Fructilactobacillus sanfranciscensis (formerly Lactobacillus sanfranciscensis, L. sanfrancisco or Lactobacillus brevis subsp. lindneri) is a heterofermentative species of lactic acid bacteria which, through the production mainly of lactic and acetic acids, helps give sourdough bread its characteristic taste. It is named after San Francisco, where sourdough was found to contain the variety, though it is dominant in Type I sourdoughs globally. In fact, L. sanfranciscensis has been used in sourdough breads for thousands of years, and is used in 3 million tons of sourdough goods yearly.

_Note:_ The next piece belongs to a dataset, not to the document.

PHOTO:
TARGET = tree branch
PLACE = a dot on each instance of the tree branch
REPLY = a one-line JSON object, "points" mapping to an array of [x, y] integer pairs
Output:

Sourdough starters are leavened by a mixture of yeast and lactobacilli in a ratio of about 1:100. The yeast is most commonly Kasachstania humilis (formerly Candida humilis or C. milleri). This yeast cannot metabolize the maltose found in the dough, while the Fructilactobacillus requires maltose. They therefore act without conflict for substrate, with lactobacilli utilizing maltose and the yeast utilizing the other sugars, including the glucose produced by the F. sanfranciscensis.

External conditions such as acidity and temperature affect the growth rates of F. sanfranciscensis. A temperature of 33 °C (91 °F) leads to maximum growth rates, whereas temperatures over 41 °C (105 °F) completely inhibit the bacteria growth. Ideal and maximum growth temperatures of other organisms may be quite different; for instance a common yeast in sourdough, K. humilis prefers 27 °C (81 °F) and will not grow above 36 °C (97 °F).

For commercial use, specific strains of F sanfranciscensis are grown on defined media, freeze-dried, and shipped to bakeries worldwide.